2- Reading and understanding the Gospel: The Miracle of the First Multiplication of the Bread and Fish (Mt 14:13-21)
13When Jesus received this news (the beheading of John the Baptist), he withdrew by boat to a lonely place where they could be by themselves. But the people heard of this and, leaving the towns, went after him on foot. 14So as he stepped ashore he saw a large crowd; and he took pity on them and healed their sick.
15When evening came, the disciples went to him and said, “This is a lonely place, and the time has slipped by; so send the people away, and they can go to the villages to buy themselves some food.” 16Jesus replied, “There is no need for them to go: give them something to eat yourselves.” 17But they answered, “All we have with us is five loaves and two fish.” 18“Bring them here to me,” he said. 19He gave orders that the people were to sit down on the grass; then he took the five loaves and the two fish, raised his eyes to heaven and said the blessing. And breaking the loaves he handed them to his disciples who gave them to the crowds. 20They all ate as much as they wanted, and they collected the scraps remaining, twelve baskets full. 21Those who ate numbered about five thousand men, to say nothing of women and children.
2. 1- Explanation
The evangelist mentions two miracles of multiplication of bread and fish.

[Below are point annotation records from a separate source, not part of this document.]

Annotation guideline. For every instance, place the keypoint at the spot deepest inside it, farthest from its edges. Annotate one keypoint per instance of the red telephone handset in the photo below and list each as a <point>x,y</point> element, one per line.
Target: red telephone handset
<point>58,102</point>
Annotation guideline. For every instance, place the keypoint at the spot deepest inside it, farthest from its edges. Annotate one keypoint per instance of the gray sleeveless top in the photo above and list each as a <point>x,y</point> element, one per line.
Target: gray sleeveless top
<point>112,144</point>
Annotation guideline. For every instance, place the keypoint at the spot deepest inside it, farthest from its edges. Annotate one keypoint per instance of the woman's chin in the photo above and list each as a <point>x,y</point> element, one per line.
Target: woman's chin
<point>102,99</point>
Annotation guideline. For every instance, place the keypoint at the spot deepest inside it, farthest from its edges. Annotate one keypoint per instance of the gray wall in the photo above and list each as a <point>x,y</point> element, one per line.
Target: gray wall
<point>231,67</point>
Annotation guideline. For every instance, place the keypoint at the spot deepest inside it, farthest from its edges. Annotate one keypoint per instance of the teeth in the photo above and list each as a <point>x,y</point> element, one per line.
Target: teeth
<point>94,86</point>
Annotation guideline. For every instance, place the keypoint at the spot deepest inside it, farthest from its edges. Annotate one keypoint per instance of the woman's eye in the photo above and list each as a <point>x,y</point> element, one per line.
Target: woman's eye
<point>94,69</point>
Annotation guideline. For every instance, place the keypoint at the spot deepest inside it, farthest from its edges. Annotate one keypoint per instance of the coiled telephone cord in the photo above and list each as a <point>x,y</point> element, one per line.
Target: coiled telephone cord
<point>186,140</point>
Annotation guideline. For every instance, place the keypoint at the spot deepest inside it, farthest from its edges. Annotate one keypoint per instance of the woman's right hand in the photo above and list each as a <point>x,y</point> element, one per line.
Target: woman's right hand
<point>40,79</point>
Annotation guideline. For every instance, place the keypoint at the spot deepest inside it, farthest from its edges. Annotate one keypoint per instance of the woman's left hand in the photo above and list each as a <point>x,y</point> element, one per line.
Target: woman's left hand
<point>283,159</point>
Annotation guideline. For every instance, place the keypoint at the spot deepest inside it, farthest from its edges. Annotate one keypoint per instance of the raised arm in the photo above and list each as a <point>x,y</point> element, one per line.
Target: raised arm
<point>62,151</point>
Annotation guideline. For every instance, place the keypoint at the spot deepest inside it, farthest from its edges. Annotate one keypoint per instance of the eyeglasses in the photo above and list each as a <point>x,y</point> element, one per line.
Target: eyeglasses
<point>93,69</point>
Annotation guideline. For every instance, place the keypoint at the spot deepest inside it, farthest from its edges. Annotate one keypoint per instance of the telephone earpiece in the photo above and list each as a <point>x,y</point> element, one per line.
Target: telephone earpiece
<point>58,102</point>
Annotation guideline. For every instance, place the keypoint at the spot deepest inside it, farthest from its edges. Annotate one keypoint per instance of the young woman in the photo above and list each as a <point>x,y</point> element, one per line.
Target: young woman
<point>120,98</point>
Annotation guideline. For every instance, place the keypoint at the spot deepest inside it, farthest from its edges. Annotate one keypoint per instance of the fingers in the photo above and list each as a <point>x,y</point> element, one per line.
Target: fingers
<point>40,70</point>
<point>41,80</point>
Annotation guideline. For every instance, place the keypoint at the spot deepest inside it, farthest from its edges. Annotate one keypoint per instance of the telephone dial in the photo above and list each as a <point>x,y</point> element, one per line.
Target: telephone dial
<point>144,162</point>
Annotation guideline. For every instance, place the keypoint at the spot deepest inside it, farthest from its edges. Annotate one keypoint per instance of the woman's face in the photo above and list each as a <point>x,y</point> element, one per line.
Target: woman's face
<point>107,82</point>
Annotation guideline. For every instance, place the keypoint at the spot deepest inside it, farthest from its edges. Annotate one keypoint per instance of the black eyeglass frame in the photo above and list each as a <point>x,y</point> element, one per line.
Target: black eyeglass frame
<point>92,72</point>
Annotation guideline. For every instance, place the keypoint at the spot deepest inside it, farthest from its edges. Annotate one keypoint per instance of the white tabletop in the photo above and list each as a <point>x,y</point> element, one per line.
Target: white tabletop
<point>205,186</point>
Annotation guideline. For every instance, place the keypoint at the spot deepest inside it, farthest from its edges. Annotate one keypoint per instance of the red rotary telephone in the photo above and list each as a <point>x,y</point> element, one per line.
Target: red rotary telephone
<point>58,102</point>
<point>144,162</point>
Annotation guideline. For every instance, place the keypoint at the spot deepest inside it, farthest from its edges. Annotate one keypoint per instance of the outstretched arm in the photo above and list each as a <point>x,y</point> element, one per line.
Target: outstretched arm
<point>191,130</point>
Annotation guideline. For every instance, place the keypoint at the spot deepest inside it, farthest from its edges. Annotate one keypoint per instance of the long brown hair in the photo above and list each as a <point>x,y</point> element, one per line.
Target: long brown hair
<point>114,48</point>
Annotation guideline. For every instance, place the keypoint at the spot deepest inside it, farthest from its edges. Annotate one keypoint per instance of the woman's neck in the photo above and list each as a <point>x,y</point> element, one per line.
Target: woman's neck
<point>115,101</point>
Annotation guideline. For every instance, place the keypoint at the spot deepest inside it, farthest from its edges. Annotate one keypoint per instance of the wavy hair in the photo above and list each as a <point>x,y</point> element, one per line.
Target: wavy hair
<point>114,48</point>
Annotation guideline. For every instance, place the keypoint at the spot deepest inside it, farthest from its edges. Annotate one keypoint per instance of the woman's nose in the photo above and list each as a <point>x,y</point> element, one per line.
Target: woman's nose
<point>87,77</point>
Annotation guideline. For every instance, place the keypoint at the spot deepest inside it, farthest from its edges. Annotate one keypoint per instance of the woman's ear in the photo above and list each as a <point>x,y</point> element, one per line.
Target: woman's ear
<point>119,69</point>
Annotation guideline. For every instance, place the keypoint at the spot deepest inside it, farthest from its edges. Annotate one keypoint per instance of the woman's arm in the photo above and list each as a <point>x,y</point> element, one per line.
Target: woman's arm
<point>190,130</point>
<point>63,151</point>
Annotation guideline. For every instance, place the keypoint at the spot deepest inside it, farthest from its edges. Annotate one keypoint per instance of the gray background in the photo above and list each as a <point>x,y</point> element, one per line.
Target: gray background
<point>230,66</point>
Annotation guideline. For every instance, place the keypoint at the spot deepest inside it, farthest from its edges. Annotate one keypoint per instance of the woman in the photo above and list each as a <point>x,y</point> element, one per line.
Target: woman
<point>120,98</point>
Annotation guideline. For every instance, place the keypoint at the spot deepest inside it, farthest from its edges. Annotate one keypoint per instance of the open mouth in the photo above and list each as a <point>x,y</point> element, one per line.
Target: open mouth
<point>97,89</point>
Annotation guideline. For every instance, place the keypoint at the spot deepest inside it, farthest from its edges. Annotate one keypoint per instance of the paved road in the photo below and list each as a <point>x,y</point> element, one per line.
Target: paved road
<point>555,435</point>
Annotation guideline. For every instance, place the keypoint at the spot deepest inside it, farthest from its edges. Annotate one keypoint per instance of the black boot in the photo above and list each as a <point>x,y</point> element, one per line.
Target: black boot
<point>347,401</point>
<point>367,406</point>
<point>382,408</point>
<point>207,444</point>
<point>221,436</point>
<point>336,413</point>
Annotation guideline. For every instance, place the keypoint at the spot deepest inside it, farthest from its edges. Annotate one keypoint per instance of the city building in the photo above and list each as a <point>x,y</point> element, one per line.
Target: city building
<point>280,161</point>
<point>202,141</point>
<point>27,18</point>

The first (Mt 14:13-21) occurs in a Jewish context that appears through the figures used: five loaves, five thousand men who have eaten, and twelve baskets of leftovers; the number five indicates the five books of the Law, and the number twelve is that of the tribes of Israel and of the Apostles. The second miracle (Mt 15:32-39) occurs in a pagan context that appears to be also through the figures: seven loaves of bread and seven baskets, the number seven symbolizing perfection; and those who ate were four thousand, this number indicating the four cardinal points of the earth: north, south, east and west.
This miracle shows the abundance of God’s gifts to humanity. Indeed, it is the God of fullness who fills everything that is lacking in our lives. The importance of this event is also indicated through its symbolic meanings and messianic, ecclesial and sacramental consequences.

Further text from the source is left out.